There are a lot of alternatives and facilities available to develop professionally. To empower our PD means taking on-site or online English teachers courses and certificate and diploma programs. It also means joining English teaching associations and e-lists, networking, and attending conferences, congresses, seminars, and webinars. Now, we have another great opportunity: to join iTDi.

Victor Hugo, is there any blog or online link you’d like to recommend?

Nowadays, I think that surfing the Net is a must. Teachers can find a huge number of websites related to TEFL/TESL/TESOL. I would like to invite iTDi Blog readers to visit or join some of my online sites:

Issues Concerning Language Education (Blog): This a corner for reflecting, studying, commenting, exchanging, and interacting on topics related to the teaching and learning of a foreign or second language.

http://victorhugor.blogspot.com/

Peruvian English Teachers Network (Ning): This is an academic and social network that aims to inspire, innovate, empower, & transform all English teachers professional development.
http://peruvianenglishteachersnet.ning.com/

PETsNet (Facebook group): It is a free, community-supported, and non-profit network. We particularly hope that novice teachers will find our network a supportive inspirational.

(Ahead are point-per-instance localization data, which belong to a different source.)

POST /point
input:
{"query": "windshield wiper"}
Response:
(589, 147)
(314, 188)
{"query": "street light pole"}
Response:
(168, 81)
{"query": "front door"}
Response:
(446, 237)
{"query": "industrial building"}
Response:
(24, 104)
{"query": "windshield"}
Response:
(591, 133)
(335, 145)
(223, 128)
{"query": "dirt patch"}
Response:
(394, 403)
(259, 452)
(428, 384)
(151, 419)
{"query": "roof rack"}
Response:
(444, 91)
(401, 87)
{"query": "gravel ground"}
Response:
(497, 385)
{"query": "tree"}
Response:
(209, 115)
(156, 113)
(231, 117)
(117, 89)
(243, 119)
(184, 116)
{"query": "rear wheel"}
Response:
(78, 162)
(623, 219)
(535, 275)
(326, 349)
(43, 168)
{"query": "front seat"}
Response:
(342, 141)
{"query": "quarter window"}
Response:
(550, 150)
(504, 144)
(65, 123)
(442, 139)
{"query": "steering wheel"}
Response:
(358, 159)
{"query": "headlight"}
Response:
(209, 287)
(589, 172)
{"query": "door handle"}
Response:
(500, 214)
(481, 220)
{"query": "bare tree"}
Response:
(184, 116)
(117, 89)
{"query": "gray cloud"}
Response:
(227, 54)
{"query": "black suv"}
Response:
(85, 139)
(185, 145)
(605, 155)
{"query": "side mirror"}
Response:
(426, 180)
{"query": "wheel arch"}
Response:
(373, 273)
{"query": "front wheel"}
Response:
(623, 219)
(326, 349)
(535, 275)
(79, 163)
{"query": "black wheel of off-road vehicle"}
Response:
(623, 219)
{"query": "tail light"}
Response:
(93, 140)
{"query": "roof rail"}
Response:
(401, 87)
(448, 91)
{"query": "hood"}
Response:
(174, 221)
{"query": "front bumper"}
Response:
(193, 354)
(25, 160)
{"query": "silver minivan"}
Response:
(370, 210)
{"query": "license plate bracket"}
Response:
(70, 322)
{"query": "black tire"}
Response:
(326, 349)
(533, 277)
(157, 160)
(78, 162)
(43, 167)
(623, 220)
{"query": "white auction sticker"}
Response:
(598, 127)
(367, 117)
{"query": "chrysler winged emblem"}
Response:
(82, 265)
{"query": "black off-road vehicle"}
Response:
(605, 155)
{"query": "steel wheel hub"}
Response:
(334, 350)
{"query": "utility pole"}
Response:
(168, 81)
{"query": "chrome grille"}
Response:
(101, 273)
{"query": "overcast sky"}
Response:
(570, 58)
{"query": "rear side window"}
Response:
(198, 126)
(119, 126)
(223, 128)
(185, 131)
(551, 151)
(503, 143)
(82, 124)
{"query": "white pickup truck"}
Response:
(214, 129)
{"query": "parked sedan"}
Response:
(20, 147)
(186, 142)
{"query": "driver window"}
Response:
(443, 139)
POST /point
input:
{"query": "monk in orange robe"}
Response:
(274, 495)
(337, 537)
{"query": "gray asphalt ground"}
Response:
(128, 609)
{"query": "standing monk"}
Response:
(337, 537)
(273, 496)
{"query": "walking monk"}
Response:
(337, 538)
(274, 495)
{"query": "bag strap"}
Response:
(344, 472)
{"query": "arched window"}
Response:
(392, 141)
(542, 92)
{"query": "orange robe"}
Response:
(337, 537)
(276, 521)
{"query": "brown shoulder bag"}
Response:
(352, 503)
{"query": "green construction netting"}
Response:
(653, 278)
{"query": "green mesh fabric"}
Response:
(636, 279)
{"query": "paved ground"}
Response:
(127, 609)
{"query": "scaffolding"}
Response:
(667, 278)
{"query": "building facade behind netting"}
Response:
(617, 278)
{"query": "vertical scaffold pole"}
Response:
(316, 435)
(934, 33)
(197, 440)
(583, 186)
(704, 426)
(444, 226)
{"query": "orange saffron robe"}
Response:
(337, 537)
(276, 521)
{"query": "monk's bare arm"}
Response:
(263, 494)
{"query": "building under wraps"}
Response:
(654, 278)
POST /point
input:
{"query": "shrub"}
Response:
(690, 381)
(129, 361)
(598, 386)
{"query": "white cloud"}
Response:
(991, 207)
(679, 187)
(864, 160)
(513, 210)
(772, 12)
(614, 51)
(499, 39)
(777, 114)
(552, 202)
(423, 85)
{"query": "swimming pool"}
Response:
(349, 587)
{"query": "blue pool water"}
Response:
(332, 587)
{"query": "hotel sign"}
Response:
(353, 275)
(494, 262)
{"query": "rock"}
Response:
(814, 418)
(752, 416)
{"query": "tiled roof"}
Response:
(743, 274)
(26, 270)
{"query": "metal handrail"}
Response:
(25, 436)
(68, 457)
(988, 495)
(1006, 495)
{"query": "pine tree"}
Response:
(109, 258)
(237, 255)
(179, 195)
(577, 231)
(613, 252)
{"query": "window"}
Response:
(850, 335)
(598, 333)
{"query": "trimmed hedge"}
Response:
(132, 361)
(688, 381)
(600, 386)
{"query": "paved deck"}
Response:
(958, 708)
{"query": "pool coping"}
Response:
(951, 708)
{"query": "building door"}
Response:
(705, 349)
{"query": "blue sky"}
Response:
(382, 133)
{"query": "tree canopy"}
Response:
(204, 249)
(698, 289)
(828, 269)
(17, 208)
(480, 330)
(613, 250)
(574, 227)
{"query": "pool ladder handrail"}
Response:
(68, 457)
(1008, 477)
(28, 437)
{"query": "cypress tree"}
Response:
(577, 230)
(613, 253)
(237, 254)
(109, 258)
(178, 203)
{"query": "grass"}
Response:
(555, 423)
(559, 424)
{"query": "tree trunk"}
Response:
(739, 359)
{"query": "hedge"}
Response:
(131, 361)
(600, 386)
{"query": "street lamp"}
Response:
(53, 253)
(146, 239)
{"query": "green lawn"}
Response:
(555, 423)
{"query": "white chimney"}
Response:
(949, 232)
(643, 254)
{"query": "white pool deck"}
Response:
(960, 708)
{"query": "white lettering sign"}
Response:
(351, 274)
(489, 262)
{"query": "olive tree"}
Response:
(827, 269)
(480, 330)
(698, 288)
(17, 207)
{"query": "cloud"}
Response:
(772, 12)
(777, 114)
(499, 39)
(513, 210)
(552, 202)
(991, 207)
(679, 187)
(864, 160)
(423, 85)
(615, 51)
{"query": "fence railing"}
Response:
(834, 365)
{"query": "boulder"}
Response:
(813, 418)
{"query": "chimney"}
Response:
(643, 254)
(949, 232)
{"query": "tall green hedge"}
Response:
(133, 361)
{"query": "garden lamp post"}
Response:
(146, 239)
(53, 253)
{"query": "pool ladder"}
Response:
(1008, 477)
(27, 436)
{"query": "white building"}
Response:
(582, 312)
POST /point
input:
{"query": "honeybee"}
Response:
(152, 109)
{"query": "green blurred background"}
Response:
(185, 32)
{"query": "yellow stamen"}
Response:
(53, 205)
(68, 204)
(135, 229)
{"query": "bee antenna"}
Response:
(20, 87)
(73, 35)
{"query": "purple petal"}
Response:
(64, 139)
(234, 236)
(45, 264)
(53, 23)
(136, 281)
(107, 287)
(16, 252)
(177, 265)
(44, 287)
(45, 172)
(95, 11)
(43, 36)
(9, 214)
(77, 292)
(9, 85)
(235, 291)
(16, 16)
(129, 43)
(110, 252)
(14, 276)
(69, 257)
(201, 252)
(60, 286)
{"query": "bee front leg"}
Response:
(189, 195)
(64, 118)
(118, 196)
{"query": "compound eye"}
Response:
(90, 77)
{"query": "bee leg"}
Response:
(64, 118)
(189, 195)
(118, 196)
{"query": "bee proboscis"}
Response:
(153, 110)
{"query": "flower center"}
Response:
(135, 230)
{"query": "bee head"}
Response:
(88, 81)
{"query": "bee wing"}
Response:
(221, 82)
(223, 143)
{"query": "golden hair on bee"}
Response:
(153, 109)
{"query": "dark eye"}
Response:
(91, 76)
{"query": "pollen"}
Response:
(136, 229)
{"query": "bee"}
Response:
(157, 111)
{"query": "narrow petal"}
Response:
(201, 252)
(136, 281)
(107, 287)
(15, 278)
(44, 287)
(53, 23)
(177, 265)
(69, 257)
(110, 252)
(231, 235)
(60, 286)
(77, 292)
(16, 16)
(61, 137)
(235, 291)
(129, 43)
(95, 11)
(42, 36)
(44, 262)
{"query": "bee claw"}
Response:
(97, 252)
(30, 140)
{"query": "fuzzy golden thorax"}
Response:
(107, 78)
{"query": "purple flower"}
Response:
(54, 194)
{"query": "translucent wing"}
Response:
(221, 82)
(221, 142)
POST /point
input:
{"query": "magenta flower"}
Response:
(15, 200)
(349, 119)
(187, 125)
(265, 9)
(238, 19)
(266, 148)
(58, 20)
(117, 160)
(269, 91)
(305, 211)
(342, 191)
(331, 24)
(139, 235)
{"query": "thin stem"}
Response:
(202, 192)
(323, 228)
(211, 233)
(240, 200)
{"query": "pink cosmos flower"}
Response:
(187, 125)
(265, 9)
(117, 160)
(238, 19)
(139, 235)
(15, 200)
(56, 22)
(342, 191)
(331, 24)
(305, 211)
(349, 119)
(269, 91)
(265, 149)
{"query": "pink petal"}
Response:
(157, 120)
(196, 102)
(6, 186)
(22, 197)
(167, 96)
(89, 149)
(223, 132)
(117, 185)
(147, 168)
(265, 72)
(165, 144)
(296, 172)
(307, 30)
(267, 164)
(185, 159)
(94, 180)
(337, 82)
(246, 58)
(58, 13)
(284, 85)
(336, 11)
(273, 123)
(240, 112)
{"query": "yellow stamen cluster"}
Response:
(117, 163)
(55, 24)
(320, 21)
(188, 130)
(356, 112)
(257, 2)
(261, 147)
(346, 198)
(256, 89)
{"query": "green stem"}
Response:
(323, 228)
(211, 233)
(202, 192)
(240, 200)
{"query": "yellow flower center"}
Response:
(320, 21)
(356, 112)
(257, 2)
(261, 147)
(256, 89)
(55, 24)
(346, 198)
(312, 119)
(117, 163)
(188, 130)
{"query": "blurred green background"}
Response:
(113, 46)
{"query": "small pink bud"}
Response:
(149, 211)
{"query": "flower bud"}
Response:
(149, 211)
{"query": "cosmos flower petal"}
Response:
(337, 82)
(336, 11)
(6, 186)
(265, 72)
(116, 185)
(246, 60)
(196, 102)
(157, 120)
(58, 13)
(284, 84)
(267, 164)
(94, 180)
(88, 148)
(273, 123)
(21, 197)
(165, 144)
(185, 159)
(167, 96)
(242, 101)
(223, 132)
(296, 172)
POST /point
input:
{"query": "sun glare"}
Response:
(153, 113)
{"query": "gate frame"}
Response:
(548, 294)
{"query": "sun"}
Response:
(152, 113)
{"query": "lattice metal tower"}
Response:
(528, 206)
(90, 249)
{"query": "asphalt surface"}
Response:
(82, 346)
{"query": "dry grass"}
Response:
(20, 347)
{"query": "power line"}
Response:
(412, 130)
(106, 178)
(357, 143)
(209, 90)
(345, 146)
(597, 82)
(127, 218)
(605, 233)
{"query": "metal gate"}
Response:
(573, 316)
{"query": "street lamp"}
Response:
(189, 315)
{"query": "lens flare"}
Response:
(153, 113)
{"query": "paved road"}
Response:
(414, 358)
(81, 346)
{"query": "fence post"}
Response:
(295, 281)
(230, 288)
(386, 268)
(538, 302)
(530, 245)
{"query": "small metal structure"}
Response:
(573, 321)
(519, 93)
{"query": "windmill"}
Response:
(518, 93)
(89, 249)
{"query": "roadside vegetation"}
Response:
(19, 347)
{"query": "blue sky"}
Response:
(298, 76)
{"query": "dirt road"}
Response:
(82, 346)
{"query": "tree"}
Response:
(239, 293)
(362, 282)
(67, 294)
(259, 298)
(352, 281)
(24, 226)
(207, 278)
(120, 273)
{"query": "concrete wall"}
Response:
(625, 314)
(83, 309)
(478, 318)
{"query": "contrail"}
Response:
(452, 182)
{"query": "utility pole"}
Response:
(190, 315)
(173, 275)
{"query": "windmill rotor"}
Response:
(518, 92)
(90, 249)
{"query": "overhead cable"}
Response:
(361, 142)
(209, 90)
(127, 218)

http://www.facebook.com/PETsNet

PETsNet Times : It is a weekly online newspaper.

http://paper.li/PETsNet/1332657904

What’s your favorite quotation about being a teacher?

“The good teacher discovers the natural aptitudes of his pupils and develops them by stimulating and by inspiring them. The true chief grows the men who follow him”  – Stephen Neill

Students’ background, skills, attitudes, and aptitudes should be identified and empowered by teachers through meaningful and active learning experiences that serve as reference for their future life. Most teachers have been really inspired by one or more of their school or college teachers, and have become their followers.